L'accident du vol Air France 447 Rio-Paris (228 morts) est un «échec collectif» dû aux défaillances sous-estimées des sondes Pitot de mesures de vitesse, affirme un rapport de contre-enquête d'un syndicat de pilotes, contredisant la thèse officielle.

Le Bureau d'enquêtes et d'analyses (BEA), chargé de l'enquête technique en France pour déterminer les causes de l'accident de l'Airbus A330 le 1er juin dernier avait affirmé, dans un rapport d'étape le 2 juillet, qu'une défaillance des sondes Pitot était «un élément, mais pas la cause» du drame.

Mais le Syndicat des pilotes d'Air France (Spaf), partie civile dans cette affaire, affirme dans un rapport qu'il remettra cette semaine à la justice, que ces sondes sont au contraire centrales pour expliquer le drame.

«Sans la panne des sondes Pitot, il n'y aurait pas eu d'accident», martèle le président du Spaf Gérard Arnoux, commandant de bord sur A320, auteur du rapport avec un pilote d'A340 à la retraite, Henri Marnet-Cornus, dans un entretien à l'hebdomadaire Journal du Dimanche.

Les sondes Pitot, qui ont donné des mesures incohérentes dans le cas de l'AF447, permettent aux pilotes de contrôler la vitesse de leur appareil, un élément crucial pour son équilibre en vol.

Or, selon les auteurs du rapport, l'accident «aurait sans doute pu être évité». Ils mettent en cause à des degrés divers tous les acteurs qui «ont sous-estimé le problème des sondes», citant Air France, Airbus, la Direction générale de l'aviation civile (DGAC), l'Agence européenne de sûreté aérienne (AESA) et le BEA.

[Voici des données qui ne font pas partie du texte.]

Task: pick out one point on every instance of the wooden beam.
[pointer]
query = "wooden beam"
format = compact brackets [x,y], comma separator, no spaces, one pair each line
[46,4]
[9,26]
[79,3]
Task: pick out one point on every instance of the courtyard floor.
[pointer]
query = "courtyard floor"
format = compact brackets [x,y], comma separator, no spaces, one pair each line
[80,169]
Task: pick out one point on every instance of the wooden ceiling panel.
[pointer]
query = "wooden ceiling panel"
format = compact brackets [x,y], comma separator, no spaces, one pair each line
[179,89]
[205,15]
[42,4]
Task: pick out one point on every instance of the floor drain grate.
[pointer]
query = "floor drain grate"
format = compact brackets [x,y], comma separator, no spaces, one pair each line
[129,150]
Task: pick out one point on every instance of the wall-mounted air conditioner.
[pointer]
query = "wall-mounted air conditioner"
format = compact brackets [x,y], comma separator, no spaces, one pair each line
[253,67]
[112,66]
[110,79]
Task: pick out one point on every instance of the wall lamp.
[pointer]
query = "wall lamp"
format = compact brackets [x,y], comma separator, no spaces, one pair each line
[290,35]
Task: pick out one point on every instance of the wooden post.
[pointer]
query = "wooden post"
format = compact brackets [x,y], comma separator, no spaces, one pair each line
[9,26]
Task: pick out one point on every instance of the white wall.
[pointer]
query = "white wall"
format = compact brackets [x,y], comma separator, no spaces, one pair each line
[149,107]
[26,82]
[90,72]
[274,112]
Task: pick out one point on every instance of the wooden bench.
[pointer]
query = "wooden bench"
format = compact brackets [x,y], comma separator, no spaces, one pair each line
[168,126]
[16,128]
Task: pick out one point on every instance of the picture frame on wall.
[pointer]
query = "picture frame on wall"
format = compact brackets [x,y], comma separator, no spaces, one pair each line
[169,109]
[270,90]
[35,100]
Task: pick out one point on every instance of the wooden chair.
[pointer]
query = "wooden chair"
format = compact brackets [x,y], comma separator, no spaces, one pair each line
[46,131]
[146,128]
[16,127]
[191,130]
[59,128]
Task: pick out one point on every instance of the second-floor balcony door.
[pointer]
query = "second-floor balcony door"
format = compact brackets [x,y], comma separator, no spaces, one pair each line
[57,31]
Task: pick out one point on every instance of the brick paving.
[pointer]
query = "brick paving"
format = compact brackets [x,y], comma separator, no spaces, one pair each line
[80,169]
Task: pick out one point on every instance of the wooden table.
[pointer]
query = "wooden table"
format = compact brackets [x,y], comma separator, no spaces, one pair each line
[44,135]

Selon M. Arnoux, «le BEÀ cherche à minimiser le rôle joué par les Pitot parce qu'il n'a pas diligenté les enquêtes que les lois et règlements lui imposaient de faire depuis au moins le signal d'alarme tiré par son homologue allemand en 1999, et en tout état de cause depuis les incidents de 2008».

Une note interne diffusée en juin aux pilotes montre qu'Air France a connu au total neuf incidents de givrage des sondes Pitot entre mai 2008 et mars 2009, dont huit sur des avions long-courrier A340 et un sur un A330.

Pour M. Arnoux, «il s'agit d'un échec collectif et d'une faillite totale du processus de retour d'expérience. La DGAC et l'AESÀ avaient l'obligation réglementaire de traiter ces incidents graves selon des procédures bien établies, ce qu'elles n'ont pas fait». Interrogée par le journal, la DGAC affirme avoir «fait son travail» et prévenu l'AESA.

L'AESÀ a ordonné début août le remplacement des sondes Pitot françaises fabriquées par Thalès et d'ancienne génération sur les A330/A340, celles dont était équipé l'AF447. Le 23 septembre, elle a prôné le contrôle de certaines sondes américaines Goodrich.

Quant à la compagnie Air France, «c'est tout un système qui est en cause», affirme le président du Spaf, critiquant une direction «obnubilée par la réduction des coûts». Air France a annoncé mi-septembre qu'il y aurait une mission d'expertise externe sur la sécurité de ses vols, à la suite de l'accident du Paris-Rio.

L'objectif de cette contre-enquête est de «tordre le cou à la thèse selon laquelle sans les boîtes noires nous ne saurons pas ce qui s'est passé», dit M. Arnoux. Une information judiciaire contre X pour «homicides involontaires» a été ouverte en juin. Le rapport des experts est attendu pour le 31 mars 2010.

Le BEÀ a indiqué en juillet que la recherche des boîtes noires, suspendue le 20 août, reprendrait à l'automne, sans précisions sur la date.